A 19-year-old victim told SIHA that “I found out I was pregnant in the fourth month after being displaced twice. I’m currently in the seventh month, and I hope things go smoothly, but I don’t know what will happen in the future.” 

Another survivor said that “I discovered that I was pregnant when my menstrual cycle was delayed for two months after the rape. It was a difficult situation because we had to constantly move from Khartoum to another state. After that, I had to come to terms with the second tragedy, which was even worse than the first”. 

A victim of gang-rape in El Geneina, capital of West Darfur, said she was raped by five RSF members. “After that, we were displaced, and when I reached the camp, I realised I was pregnant. Due to complications, I had to go to the hospital and have an abortion. Thankfully, I’m doing better now.” 


SIHA Network calls on “the international community involved in Sudan to ensure that both international humanitarian law and human rights laws are being followed.

“It is crucial to allow international actors and civil society to establish observatory bodies to supervise these safe travel routes and ensure that civilians, particularly women and children, can safely leave conflict zones.” 

As for protection shelters for mothers and their children, funds should also be allocated to finance the establishment of such shelters, “as well as centres for unaccompanied children and newborns. 

“Pressure must be applied to the Sudanese status-quo administration to allow emergency medical intervention without requiring police or prosecutorial reports for healthcare access,” the report concludes. 

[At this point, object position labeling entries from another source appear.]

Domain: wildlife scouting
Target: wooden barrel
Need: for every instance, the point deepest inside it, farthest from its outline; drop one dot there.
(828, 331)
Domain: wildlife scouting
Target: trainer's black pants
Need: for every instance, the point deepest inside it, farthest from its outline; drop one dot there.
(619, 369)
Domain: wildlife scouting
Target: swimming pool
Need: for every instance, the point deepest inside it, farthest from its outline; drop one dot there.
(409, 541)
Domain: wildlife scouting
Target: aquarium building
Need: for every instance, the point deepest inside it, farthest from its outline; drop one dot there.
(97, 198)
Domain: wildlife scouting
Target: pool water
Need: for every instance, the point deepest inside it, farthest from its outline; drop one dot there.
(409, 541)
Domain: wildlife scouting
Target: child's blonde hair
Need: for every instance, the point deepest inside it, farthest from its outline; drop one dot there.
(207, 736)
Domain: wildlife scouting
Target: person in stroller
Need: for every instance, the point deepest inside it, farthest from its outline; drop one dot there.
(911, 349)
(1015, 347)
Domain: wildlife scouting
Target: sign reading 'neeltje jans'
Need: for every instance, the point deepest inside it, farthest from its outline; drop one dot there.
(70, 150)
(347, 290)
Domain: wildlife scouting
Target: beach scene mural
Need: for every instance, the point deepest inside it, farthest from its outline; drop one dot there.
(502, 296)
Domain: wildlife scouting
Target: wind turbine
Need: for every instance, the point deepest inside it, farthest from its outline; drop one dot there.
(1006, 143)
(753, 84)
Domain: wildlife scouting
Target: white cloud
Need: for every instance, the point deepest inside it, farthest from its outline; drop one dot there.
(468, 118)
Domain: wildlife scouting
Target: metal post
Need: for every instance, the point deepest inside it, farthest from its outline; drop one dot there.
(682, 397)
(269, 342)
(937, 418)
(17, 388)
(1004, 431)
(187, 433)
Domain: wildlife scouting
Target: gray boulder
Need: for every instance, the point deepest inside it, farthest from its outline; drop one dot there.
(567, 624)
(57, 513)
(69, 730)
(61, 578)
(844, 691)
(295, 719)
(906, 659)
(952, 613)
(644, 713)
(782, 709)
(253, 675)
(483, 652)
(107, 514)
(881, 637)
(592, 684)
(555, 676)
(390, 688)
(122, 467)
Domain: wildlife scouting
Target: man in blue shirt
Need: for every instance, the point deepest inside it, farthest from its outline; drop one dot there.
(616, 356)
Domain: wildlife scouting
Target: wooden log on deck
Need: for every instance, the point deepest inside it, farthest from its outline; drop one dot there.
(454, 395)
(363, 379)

* In Sudan, medical evidence of an assault is admitted solely via Form 8. It can be issued only by police stations or approved hospitals and clinics. Critics state that Form 8 is “glaringly inadequate”, as sufficient medical evidence is often exceedingly difficult to obtain. During the war in Darfur, it could happen that when the police were slow in issuing the required Form 8, a rape victim had to wait a full day before she could be treated.